Die Politik schlägt sich auf die Seite der Unternehmen und erklärt die Region zum Wirtschaftswunder. Kaum jemand berichtet über die Arbeitsverhältnisse in den Gewächshäusern. Zuständige Behörden sind überfordert und werden ihrer Aufgabe kaum gerecht. Und auch die grossen Gewerkschaften wollen sich nicht einmischen. So ist hier eine Art rechtsfreier Raum entstanden. Wenn die Arbeiter·innen die Einhaltung des Gesetzes fordern, werden sie für verrückt erklärt. «Das Gesetz geht mir am Arsch vorbei!», ruft ein Unternehmer in einem Video, das im März heimlich aufgenommen und von der Gewerkschaft veröffentlicht wurde. Um das Gesetz zu umgehen, wird bei den Lohnabrechnungen getrickst, ein Netz aus Subunternehmen gesponnen, das kaum noch zu durchblicken ist, und Agrararbeiter·innen gezwungen, Papiere zu unterschreiben, die sie nicht verstehen. Aber auch wenn Arbeitsrechtsverstösse aufgedeckt werden, kommt es nur selten zu Reaktionen, und Gerichtsverhandlungen dauern lange, zu lange für viele Beschäftigte. Also bleibt nur die Möglichkeit, sich zusammenzuschliessen, um seine Rechte einzufordern. Vor dem Tor der Gewächshauslandschaft werden jetzt Pavillons und Stühle aufgebaut, überall wehen Transparente und Flaggen im Wind. Es gibt Frühstück, süssen Minztee, marokkanische Msemen und Honig. Auch wenn das Geld knapp wird und die Gewerkschaft keine Möglichkeiten hat, Streikgeld zu zahlen, wird weiter gestreikt. «Entweder wir arbeiten alle oder es arbeitet niemand», ruft Farah entschlossen über das Tor hinweg.

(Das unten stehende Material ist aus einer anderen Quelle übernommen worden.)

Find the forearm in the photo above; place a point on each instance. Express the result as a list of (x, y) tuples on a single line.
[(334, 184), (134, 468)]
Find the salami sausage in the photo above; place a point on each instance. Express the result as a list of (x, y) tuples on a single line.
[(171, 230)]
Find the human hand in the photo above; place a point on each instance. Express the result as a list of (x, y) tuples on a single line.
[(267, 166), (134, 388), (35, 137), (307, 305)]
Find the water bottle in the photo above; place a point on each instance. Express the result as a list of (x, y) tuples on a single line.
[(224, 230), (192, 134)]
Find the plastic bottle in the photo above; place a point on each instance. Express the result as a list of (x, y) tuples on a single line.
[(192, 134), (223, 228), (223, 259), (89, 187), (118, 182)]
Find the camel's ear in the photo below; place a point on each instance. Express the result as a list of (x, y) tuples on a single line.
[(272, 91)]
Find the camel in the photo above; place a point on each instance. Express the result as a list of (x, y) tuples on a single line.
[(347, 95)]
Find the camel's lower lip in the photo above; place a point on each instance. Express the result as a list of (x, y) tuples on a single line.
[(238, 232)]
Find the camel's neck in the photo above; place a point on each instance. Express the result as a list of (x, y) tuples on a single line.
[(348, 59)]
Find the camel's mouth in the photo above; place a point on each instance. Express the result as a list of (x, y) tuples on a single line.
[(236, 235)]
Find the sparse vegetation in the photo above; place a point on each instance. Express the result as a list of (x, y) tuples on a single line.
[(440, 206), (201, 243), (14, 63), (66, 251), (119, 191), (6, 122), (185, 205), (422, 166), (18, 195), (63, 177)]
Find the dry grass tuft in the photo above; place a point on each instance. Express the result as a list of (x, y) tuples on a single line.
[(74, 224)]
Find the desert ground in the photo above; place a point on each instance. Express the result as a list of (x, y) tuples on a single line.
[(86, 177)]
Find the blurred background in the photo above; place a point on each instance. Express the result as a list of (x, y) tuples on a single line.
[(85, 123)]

  1. Archipel übernimmt in gekürzter Form den Artikel aus der «Jungen Welt» vom 10. September 2019. Der vollständige Artikel findet sich unter: https://www.jungewelt.de/artikel/362525.agrarproduktion-streik-im-gewächshaus.html Mehr Informationen über die Solidarität mit den Streikenden unter: https://kurzlink.de/Interbrigadas
  2. Die SAT ist eine Erweiterung der andalusischen Landarbeiter·innen-Gewerkschaft SOC und vertritt nicht nur Arbeiter·innen aus der Landwirtschaft, sondern aus verschiedenen Bereichen der Wirtschaft.

Die Situation bei Godoy Hortalizas ist beispielhaft für die ganze Region Almería, im Süden Andalusiens. In den letzten 40 Jahren ist hier Europas Hochburg der Treibhausgemüseproduktion entstanden. 35‘000 Hektar Fläche sind bedeckt mit Gewächshäusern. Über 100‘000 Menschen arbeiten hier in der Landwirtschaft, 90 Prozent davon sind Migrant·inn·en. In kaum einem Betrieb wird der Mindestlohn bezahlt, es gibt keine Arbeitsplatzsicherheit oder Sozialversicherungen. Viele Menschen arbeiten weit mehr, als die erlaubte Arbeitszeit vorgibt. Die Arbeiter·innen werden schlecht behandelt und diskriminiert. Kaum ein Ort zeigt so klare Ausbeutungsverhältnisse innerhalb Europas wie das Plastikmeer um Almería.